Up ahead they look like old pig sheds held together with baling twine and wire. In the rear view mirror they look quaint, the fruit juicy and the vegetables huge.
“You could always turn round…” says my wife.
“What? What! But that’s the wrong way!”
“It’ll only take a few minutes. What’s a few minutes in eight hours driving?”
“But people will get in front of us!”
“There are already people in front of us!”
What is it about women that they think you can just meander your way from Cairns to Townsville as if it were… well, fun!
Don’t they understand that there will be another fruit stall up ahead? (Naturally — by the same law that governs petrol prices — its fruit will be flyblown and the vegies will be stunted, but there will be others).
“But you won’t stop at them!”
“But it’s not my fault. By the time we see them it’s too late to stop. There’s an eight-axle semi‑trailer fogging up my rear window!”
“You could slow down.”
What? What! God in Heaven. Slow down!
Slow! Down!
Doesn’t she realise what that’ll do to our average speed? And our fuel consumption! Doesn’t she realise that a Ford station wagon will not fit under the axles of a semi-trailer without some serious modifications!
Like removing the passengers’ heads!
And what about the space-time continuum? You can’t start interfering with destiny.
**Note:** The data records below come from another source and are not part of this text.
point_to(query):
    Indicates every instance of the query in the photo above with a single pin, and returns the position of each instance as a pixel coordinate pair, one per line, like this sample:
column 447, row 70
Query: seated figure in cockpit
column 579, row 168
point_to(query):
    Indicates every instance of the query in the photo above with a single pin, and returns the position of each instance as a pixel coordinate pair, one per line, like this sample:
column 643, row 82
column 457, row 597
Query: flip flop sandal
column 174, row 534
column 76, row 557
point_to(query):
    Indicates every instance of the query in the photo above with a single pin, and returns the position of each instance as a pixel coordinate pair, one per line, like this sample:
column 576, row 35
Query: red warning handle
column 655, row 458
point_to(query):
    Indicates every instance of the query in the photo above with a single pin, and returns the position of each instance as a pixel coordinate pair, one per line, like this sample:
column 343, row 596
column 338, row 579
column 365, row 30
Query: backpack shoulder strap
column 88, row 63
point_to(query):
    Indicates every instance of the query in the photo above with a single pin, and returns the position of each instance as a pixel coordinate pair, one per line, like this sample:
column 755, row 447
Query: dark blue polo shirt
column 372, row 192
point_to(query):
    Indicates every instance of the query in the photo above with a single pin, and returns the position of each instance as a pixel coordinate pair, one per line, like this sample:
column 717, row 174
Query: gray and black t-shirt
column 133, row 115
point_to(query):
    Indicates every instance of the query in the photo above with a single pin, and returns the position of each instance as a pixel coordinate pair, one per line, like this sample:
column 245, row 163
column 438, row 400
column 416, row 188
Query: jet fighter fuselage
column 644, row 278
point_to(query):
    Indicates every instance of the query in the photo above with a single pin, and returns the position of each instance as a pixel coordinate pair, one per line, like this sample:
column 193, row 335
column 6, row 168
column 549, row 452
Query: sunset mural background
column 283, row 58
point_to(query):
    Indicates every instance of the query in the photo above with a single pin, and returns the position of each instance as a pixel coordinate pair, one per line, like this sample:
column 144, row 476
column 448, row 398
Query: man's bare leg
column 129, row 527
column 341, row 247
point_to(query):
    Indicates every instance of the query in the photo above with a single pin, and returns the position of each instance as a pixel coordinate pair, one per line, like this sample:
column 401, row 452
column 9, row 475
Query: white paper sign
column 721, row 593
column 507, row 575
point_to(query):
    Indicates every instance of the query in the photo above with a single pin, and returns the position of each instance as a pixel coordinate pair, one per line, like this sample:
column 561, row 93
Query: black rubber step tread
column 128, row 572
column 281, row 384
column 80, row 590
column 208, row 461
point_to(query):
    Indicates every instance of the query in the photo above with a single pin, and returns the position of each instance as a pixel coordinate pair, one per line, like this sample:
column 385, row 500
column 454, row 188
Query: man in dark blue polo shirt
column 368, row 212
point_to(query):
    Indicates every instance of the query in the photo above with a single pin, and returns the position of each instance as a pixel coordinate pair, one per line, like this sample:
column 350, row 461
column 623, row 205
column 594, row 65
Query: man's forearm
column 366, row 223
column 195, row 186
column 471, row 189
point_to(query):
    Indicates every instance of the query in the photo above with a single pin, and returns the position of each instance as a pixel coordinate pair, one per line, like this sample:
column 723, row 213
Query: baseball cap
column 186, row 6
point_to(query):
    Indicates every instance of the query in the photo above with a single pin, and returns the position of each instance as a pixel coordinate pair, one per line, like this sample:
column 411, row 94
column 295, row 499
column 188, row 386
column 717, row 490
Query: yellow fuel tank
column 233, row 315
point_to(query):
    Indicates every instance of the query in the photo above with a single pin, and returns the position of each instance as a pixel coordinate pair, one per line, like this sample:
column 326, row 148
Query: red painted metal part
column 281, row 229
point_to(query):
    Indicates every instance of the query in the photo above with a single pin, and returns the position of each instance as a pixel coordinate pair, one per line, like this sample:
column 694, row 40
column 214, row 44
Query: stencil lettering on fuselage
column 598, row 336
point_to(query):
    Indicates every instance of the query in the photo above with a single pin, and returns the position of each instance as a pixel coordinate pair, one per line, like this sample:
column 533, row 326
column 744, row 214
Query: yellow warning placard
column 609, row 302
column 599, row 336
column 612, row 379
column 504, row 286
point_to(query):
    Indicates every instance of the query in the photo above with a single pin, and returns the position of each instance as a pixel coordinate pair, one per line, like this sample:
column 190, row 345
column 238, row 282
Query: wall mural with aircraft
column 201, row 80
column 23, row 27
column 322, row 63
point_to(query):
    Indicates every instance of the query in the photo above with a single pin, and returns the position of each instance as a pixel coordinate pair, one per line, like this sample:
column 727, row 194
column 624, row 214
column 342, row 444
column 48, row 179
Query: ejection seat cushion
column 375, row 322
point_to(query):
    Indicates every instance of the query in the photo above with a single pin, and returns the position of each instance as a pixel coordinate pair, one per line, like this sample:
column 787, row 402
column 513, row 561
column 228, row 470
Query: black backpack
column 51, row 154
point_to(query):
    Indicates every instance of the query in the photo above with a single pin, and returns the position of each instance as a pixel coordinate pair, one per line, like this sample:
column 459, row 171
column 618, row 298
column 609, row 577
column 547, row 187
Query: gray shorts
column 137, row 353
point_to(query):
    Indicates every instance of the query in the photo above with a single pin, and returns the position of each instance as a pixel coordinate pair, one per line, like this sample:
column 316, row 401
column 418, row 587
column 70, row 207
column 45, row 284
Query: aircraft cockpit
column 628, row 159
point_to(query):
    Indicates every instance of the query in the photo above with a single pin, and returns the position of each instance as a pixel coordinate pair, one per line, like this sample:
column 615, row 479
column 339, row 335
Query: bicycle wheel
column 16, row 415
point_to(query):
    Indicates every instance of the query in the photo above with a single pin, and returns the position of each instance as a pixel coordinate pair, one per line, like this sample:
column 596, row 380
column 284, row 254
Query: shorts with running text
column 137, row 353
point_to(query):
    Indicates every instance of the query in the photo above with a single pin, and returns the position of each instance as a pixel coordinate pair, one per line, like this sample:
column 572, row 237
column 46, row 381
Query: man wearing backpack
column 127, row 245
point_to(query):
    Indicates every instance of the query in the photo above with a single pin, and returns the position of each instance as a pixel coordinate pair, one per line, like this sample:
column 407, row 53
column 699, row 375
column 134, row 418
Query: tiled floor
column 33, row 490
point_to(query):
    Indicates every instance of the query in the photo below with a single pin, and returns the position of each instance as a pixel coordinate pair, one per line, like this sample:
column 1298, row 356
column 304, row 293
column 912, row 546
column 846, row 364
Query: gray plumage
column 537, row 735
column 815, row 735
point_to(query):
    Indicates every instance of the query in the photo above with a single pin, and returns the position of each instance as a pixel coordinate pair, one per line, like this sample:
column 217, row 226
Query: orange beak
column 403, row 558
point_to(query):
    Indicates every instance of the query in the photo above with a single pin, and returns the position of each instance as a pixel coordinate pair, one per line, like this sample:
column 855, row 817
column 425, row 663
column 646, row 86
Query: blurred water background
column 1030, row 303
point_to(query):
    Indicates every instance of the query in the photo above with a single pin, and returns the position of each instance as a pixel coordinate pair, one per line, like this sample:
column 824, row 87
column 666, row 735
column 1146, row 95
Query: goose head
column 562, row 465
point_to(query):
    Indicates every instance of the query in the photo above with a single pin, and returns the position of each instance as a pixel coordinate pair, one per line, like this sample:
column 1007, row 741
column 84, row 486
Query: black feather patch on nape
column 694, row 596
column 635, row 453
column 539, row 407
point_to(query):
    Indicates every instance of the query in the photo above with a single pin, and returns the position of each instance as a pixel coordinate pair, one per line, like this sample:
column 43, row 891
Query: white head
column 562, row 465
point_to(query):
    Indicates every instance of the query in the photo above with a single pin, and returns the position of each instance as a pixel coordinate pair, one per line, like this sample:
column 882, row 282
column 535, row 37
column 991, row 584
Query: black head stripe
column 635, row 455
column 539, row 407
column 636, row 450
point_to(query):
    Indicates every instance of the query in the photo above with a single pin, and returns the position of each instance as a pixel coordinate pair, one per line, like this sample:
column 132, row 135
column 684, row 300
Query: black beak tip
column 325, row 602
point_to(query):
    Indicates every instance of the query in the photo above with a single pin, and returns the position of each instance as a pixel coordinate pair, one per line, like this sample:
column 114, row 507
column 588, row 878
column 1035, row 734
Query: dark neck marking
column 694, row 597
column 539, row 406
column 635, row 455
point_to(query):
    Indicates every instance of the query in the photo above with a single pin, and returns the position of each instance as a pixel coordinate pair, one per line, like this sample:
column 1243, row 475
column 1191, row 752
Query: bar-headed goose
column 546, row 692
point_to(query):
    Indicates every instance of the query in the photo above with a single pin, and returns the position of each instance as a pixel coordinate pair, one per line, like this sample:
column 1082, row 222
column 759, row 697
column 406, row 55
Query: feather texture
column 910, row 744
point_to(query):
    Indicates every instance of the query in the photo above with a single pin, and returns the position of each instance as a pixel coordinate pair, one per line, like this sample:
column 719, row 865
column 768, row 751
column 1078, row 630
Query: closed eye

I mean, what happens if there’s an accident up ahead, and we’re missing it by five minutes? If we turn round for a bag of lychees and a handful of bok choy we’ll be five minutes late up the road and we’ll drive straight into it!
“But we might be driving straight into it now; and if we stop, we’ll miss it.”
“Don’t be ridiculous!”
That’s the trouble with women: they don’t understand how stressful driving is. That’s why I’ll be the one who flops into an armchair as soon as we get home and she’ll be the one who makes the dinner.
Except there won’t be any dinner because all the vegetables will have turned to slime in the fridge.
If I’d known that would happen I’d have stopped at one of those roadside stalls.